Investors have long pushed companies to spend more on buybacks, applauded groups that minimised their tax payments and turned a blind eye to executive largesse, but none of these metrics look particularly useful for judging how businesses are positioned to come through this crisis.
Instead, other yardsticks are coming to the fore, including companies’ contributions to the crisis response, their reputations as employers and the resilience of their balance sheets.
As the more robust companies scramble to help, there has been little time for Milton Friedman fans to remind them of the economist’s mantra that “the social responsibility of business is to increase its profits”. Instead, investors have rewarded companies that have found valuable roles to play: shares in Johnson & Johnson jumped on Monday, for example, after it said it would invest $1bn in a potential vaccine — even though it intends to sell the product on a “not for profit” basis in the pandemic.
The headlines grabbed by striking Instacart and Amazon workers this week, meanwhile, show the reputational costs for companies that have been miserly in providing paid sick leave or failed to take employee safety seriously.
Most important, this crisis has opened a gulf between the companies with the strongest and weakest balance sheets, exposing the thin margin of error that came with too much cheap debt. “The virus shock” will leave at least 31 per cent of US companies needing fresh financing to keep operating for more than six months, Goldman Sachs analysts estimated last week.
Investors are punishing leverage and rewarding companies with the capacity to invest in products that customers value, from biotech stocks to Microsoft. If the mood lasts, businesses will have incentives to build up capital buffers and hand less of their free cash flow to shareholders than before.
Business leaders have talked a lot about social responsibility in recent years, sometimes claiming to be filling a vacuum left by dysfunctional governments.

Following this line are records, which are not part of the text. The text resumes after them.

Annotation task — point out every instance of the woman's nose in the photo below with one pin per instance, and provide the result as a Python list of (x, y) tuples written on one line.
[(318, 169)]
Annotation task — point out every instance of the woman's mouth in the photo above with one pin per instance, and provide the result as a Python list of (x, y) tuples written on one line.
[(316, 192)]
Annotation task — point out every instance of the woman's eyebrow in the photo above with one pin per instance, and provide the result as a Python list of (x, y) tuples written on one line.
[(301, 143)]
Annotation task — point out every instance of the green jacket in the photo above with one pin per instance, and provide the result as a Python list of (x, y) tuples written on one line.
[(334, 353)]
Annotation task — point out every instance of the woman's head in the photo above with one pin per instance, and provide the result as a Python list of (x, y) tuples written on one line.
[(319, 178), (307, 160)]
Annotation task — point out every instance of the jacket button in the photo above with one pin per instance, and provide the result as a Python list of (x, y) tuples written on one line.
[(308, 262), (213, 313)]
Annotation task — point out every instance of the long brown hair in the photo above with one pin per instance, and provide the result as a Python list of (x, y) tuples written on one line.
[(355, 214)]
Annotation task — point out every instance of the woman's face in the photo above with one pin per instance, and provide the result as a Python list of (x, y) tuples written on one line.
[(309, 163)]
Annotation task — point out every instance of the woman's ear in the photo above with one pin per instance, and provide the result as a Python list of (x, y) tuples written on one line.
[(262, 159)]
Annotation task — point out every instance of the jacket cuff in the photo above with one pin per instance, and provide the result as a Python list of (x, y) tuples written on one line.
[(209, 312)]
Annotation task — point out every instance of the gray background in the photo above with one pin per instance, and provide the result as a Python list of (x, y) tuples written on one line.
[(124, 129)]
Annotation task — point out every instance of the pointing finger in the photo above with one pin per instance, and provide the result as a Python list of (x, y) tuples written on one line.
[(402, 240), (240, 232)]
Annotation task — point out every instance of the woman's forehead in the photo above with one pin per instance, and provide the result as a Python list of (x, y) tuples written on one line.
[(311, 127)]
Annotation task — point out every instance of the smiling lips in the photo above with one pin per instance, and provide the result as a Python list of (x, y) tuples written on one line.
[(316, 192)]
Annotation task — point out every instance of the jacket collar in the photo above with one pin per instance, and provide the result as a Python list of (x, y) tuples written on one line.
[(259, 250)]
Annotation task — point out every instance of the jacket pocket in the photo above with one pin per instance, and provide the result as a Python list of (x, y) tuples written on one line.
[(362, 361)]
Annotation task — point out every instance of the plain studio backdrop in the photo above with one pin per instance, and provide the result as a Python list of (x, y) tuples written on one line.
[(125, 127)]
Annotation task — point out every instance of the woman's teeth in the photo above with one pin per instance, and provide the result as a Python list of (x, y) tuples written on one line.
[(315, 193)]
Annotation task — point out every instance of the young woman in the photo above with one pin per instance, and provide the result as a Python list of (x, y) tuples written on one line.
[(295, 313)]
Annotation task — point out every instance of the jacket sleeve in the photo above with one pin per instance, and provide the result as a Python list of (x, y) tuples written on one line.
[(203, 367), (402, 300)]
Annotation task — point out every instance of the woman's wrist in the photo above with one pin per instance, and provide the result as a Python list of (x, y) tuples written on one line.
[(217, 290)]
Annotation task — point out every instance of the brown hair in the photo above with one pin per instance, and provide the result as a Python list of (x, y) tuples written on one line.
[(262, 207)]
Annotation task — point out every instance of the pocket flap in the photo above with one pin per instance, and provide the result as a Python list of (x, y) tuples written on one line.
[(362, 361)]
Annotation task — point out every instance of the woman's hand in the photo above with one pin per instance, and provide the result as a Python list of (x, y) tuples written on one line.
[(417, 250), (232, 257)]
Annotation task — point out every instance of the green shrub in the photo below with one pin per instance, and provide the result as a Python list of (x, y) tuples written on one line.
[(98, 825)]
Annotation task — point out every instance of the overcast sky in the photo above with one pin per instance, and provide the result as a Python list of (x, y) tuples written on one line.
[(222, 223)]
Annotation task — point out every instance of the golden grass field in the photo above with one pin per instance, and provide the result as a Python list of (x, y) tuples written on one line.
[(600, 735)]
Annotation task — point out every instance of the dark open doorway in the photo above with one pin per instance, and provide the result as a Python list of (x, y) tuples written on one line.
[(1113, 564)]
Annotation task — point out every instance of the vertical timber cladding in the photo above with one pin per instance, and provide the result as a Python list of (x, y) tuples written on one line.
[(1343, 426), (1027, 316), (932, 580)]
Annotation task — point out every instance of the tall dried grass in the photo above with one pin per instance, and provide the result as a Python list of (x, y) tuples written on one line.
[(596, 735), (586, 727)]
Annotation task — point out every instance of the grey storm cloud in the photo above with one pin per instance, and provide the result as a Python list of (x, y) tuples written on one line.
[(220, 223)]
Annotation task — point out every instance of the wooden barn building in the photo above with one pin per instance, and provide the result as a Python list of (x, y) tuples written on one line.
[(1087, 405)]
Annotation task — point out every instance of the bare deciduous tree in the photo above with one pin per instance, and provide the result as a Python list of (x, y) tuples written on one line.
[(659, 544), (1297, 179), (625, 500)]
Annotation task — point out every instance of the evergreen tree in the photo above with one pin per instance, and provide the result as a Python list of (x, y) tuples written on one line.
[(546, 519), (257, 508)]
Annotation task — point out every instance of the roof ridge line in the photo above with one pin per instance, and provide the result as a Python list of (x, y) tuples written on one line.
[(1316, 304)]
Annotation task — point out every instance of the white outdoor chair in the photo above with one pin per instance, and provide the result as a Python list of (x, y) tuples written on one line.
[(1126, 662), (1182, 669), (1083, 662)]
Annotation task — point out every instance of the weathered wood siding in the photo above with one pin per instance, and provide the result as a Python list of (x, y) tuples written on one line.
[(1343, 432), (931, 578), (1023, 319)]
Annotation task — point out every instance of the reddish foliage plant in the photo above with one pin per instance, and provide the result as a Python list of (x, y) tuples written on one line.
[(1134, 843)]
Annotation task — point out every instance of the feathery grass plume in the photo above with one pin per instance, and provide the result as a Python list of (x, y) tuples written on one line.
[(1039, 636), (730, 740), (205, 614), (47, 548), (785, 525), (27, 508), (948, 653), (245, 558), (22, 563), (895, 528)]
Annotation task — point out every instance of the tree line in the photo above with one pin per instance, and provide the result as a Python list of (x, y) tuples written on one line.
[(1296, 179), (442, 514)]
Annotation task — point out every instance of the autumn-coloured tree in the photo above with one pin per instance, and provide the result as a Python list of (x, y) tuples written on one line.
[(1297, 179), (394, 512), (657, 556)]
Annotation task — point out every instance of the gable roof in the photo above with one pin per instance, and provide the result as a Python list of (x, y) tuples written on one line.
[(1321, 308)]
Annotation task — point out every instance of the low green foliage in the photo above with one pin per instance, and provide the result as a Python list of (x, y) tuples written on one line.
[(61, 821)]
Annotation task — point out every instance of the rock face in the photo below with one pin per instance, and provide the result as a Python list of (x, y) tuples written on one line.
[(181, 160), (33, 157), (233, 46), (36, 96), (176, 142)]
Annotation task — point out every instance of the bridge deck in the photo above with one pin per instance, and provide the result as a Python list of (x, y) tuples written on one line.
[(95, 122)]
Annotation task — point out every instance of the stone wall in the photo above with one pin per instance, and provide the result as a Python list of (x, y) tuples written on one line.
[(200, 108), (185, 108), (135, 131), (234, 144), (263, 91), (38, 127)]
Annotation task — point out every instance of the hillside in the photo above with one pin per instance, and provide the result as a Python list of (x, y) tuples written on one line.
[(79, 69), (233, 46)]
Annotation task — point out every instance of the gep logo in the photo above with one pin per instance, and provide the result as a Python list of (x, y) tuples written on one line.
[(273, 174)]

That flattering idea had the side benefit of helping justify why their missions did not extend to paying much tax.
Such talk has been cheap, because promises to pay more heed to other stakeholders did not discernibly dent shareholders’ short-term returns, but that looks set to change. After the crisis, financial resilience will need to feature more prominently in thinking about sustainability.
The private sector’s social responsibility right now is clear. It needs business models and balance sheets that can deliver on promises to employees, customers, governments and investors through the uncertain economy ahead, and whenever the next crisis hits.